For income investors, I think this share price fall has presented an incredible opportunity. Because right now, the shares are sporting a huge dividend yield.
Enormous yields on offer
Legal & General has put together a strong dividend track record over the last decade and for 2022, it declared total dividends of 19.4p per share.
That payout translated to a high yield before the recent share price weakness. However, after the share price fall, the yield is enormous. At today’s share price, the 19.4p payout equates to a yield of approximately 8.4%. That’s more than twice the average yield across the FTSE 100 index.
It gets better though. Looking ahead, Legal & General is expected to continue increasing its annual payout (the company is aiming for 5% dividend growth per year in the next few years).
Currently, analysts expect the group to pay out dividends of 20.4p per share for 2023 and 21.4p per share for 2024. Crunching the numbers, those estimated payouts equate to yields of 8.9% and 9.3%. These kinds of yields are hard to ignore, in my view.
For those seeking income, there appears to be a real opportunity here.
The board’s intention for the future is to maintain its progressive dividend policy, reflecting the group’s expected medium-term underlying business growth, including measurement of capital generation and adjusted operating profit.
Legal & General’s 2022 results
The risks to consider
Now of course, there are risks to be aware of.
One is potential losses from fixed income investments.

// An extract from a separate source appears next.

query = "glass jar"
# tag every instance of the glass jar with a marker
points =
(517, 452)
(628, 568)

Uncertainty here is the main reason the company’s share price has fallen recently.
Ultimately, the sharp rise in interest rates globally has resulted in many long-dated bonds being worth a lot less than they were worth previously. And this has had disastrous implications for some financial institutions (such as Silicon Valley Bank). Any losses here could impact the company’s dividend and/or its share price.
A new CEO coming is another risk to consider. After 11 years at the helm, Sir Nigel Wilson is set to step down as boss in the near future. A new chief may decide to implement an alternative capital allocation policy. For example, he or she may decide that the company is paying out too much in dividends and look to reduce the payout. There’s no guarantee that the company will continue to pay out huge, market-beating dividends.
Overall, however, I like the risk/reward skew here at present. With the shares currently trading on a price-to-earnings (P/E) ratio of just seven and offering a 8.4% dividend yield, I see a fantastic investment opportunity.